Flickr shinkansen picture from kamoda's stream


Japan has an extremely expansive train network. You can get trains from or two pretty much anywhere. They are comfortable, clean and spacious. Unless your catching an extremely busy train or are unfortunate enough to get on the train and rush hour – then it’s an entirely different story.

You don’t need to know Japanese at all to use the train system. At each station there will be a map. Often this map will have the station names in English as well being in one of two of the Japanese alphabets. The station you are at will be clearly labelled on the station platform as well as highlighted on the station map.

Each station will have a number next to it that increases with the distance from the station you’re at. This is the price in yen. Simply put the amount of yen into the ticket machine – which will take both notes and coins. And push the button that is the same amount as your journey will cost. Tickets usually start around 120yen and this will get you to the next station.

Now you can buy a ticket – but two problems remain.

1. How do I know when the trains going to leave?
2. What platform will the train leave from?

In larger train station there’ll be a big electronic board usually the line names and departure times. So you need to know if which line you station is on. If you go to the ticket collector and ask:

Nan ban desu ka? (What platform is it?)
While giving him or her your ticket then they’ll tell you. Probably in Japanese ichi-ban (1), ni-ban (2), san-ban(3) … if that sounds like too much to remember they’ll also hold up fingers. If at this point you look more confused someone will be called over and everything in the stations power will be done to ensure you arrive at your destination. For some wonderful reason Japanese people are incredibly accommodating to foreigners.

In a small station there will not be a fancy electronic board but there will also not be a confusing amount of platforms. There will be two maybe three. There will be a timetable board, often with English, that will say where the two lines go to. Both names will be big cities, one of which will probably be you destination. Next to the time you want, a platform number will be written. Easy that. Once again if you’re a little nervous – look confused and go talk to one of the staff who will probably be so unbelievably helpful that you’ll feel a little guilty afterwards and want to buy him a present.

You can also check before hand using this very handy English website (http://www.hyperdia.com). You only need to know the station name you’ll leave from and where you wish to go.

Longer Distance Travel



There will be special machines for express tickets or shinkansen tickets. These trains go very fast and don’t stop very often. The easiest way to get tickets is at one of the bigger stations – there’ll be a ticket shop usually with green desks. Queue up here and give your destination. The member of staff will often speak English or be willing to find some who does. Otherwise you’ll be asked to point at a calendar and then write down the approximate time you’d like to leave and the same for your return journey.

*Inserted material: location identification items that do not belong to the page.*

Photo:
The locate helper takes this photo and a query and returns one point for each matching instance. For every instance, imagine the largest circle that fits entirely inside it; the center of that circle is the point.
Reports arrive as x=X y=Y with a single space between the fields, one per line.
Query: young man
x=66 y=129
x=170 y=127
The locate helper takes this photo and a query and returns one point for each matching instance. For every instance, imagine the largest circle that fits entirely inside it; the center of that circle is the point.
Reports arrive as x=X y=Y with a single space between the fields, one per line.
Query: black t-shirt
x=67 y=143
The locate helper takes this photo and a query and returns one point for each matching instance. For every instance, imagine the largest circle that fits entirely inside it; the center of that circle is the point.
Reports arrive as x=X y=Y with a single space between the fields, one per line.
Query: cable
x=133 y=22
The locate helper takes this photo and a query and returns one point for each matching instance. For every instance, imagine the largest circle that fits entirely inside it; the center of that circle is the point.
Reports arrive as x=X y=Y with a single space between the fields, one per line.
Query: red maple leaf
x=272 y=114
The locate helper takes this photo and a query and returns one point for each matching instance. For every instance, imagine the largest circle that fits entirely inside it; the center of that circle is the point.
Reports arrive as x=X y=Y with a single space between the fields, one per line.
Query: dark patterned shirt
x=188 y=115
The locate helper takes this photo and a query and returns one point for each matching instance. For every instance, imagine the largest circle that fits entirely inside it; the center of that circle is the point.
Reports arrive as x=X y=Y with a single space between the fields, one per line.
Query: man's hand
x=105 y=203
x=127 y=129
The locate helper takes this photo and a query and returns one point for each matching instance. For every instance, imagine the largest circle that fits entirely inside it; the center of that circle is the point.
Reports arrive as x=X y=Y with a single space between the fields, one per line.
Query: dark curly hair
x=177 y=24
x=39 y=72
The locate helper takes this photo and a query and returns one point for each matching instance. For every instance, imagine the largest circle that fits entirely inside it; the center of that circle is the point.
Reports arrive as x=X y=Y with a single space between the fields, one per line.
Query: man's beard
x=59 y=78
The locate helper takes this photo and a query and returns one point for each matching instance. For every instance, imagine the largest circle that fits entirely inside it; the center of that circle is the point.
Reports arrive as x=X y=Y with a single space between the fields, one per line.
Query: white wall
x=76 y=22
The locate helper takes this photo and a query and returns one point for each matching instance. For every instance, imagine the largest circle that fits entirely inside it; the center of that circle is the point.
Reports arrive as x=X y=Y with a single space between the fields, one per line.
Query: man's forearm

You may have to change trains – even if you don’t you will be given a worrying amount of tickets. Don’t worry just give the whole set to any one who asks and state your destination – they will do their best to get you there. If you do have a change the ticket seller will tell you the name of the station. You might want to get them to write this down. Be sure to remember it anyway. Then get off at that station. At this point you’ll need to make your connection.

There are two good ways to do this. One is to follow everyone else who’s just got off your train – the largest group will probably be going the same place as you. If not the ticket machine or man will stop you and you’ll be told the correct way. The other is to go to the nearest member of staff (preferably near a ticket machine – give him your wodge of tickets are state you destination. He’ll tell you the platform.)

Expense



Travelling by train can be quite expensive. You may want to consider the Seishun Juhachi Kippu (Youth 18 ticket) which allows you to travel nearly anywhere in Japan for around 2300 yen per day. They are sold in sets of 5 and can be used on 5 consecutive or non-consecutive days.